Trying to dig through the API docs (I’m almost instantly lost) I did find RangeImage and it seems like this class might either be a place to start. I think inputs are point clouds not depth images, but if I can convert my depth image to a point cloud, then maybe RangeImage can do the transformation and output the desired result?

Any hints or advice on how to go about doing this would be much appreciated. I would like to perform this operation on tens of thousands of frames. I have no desire to display the results graphically, other code will take the output and do the analysis. It is just that the analysis can only be done if the data is acquired looking straight down.

Thanks,

-k.

Unless I’m misunderstanding, a lot of what you’re looking to do could be done by creating a mesh and rotating it? If that’s the case you can create an ofMesh instance, adding the vertices of all the points from the Kinect, and then either rotate the mesh, or using the ofCamera (or ofEasyCam) and set the view that way. Not sure if that’s helpful or just more confusing.

In point cloud form it is, I think, just a rotate. From the depth-image it is more than a rotate, because there are offsets between the pixels that turn into shadows, or multiple pixels compress to one, or even get removed. For example, if the original POV looked under an overhang, those pixels need to be removed when re-projecting from a top-down view.

I can understand in my head some of mathematical operations I need to do:

  1. Assume the camera is at (0,0,0) and looking, for example, horizontally to the north
  2. Convert the depth image to a point cloud, so I have 640*480 (307200) points, presumably 3 vectors X,Y, and Z
  3. Define the plane which is truly horizontal. Currently I do this by finding fitting a plane to the surface and minimizing the errors. In the future, a cup of water will be in the scene, where the water surface defines “horizontal”

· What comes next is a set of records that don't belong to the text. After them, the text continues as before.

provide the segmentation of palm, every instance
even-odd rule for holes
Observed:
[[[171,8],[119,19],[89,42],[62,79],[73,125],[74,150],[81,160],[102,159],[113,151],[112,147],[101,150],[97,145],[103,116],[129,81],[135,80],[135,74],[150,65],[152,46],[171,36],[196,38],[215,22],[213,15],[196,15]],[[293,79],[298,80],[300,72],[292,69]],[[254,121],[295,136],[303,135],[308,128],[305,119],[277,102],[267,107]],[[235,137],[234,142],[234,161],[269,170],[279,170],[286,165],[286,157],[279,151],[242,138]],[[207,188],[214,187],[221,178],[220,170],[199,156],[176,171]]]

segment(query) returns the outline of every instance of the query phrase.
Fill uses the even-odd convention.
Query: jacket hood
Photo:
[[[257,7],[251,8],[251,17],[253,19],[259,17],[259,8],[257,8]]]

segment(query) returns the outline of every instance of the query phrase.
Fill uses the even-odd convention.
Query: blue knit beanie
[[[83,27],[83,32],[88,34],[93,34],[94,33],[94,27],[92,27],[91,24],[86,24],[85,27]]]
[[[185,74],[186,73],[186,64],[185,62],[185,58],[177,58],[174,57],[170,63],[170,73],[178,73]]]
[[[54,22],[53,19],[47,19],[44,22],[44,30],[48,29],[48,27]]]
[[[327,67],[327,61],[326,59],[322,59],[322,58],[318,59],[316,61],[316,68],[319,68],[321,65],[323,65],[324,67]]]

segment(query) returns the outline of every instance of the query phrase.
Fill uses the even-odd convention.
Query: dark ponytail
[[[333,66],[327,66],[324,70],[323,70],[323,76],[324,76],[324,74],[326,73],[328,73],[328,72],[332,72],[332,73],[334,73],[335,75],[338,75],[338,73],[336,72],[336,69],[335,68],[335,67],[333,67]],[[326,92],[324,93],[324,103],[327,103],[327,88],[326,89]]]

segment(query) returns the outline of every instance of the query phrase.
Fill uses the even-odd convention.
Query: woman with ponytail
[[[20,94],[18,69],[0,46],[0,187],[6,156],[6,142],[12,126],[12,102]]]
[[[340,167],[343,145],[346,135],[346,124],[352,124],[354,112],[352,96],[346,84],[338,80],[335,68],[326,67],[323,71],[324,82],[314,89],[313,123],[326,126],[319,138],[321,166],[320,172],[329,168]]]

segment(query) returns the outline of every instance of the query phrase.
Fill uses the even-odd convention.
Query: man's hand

Now it gets a bit fuzzy for me. I think the remaining steps are:

  1. For each point find the transformation from the actual POV to the virtual POV, normal to the horizontal plane, and above the point
  2. Perform the rotate (and translate?) (presumably with a(n) existing OF function(S))
  3. Find the projection of the points onto the new surface (deal with situations like walls and overhangs where multiple points get removed or averaged to one)
  4. Write out the new data

Ok, I get it. I think you want something like:

  
ofMatrix4x4 rot, trans;  
rot.makeRotationMatrix( 90, kinectPosition ); // rotate around the current position  
trans.makeTranslationMatrix( 0, yTrans, zTrans ); // move up and over  
  
ofVec3f newPoint = oldPoint * rot * trans;  

That just flips the point over though and won’t be insufficient if you want to account for the actual view and optics of the camera. I’m not sure I have much to suggest on the occlusion stuff unfortunately.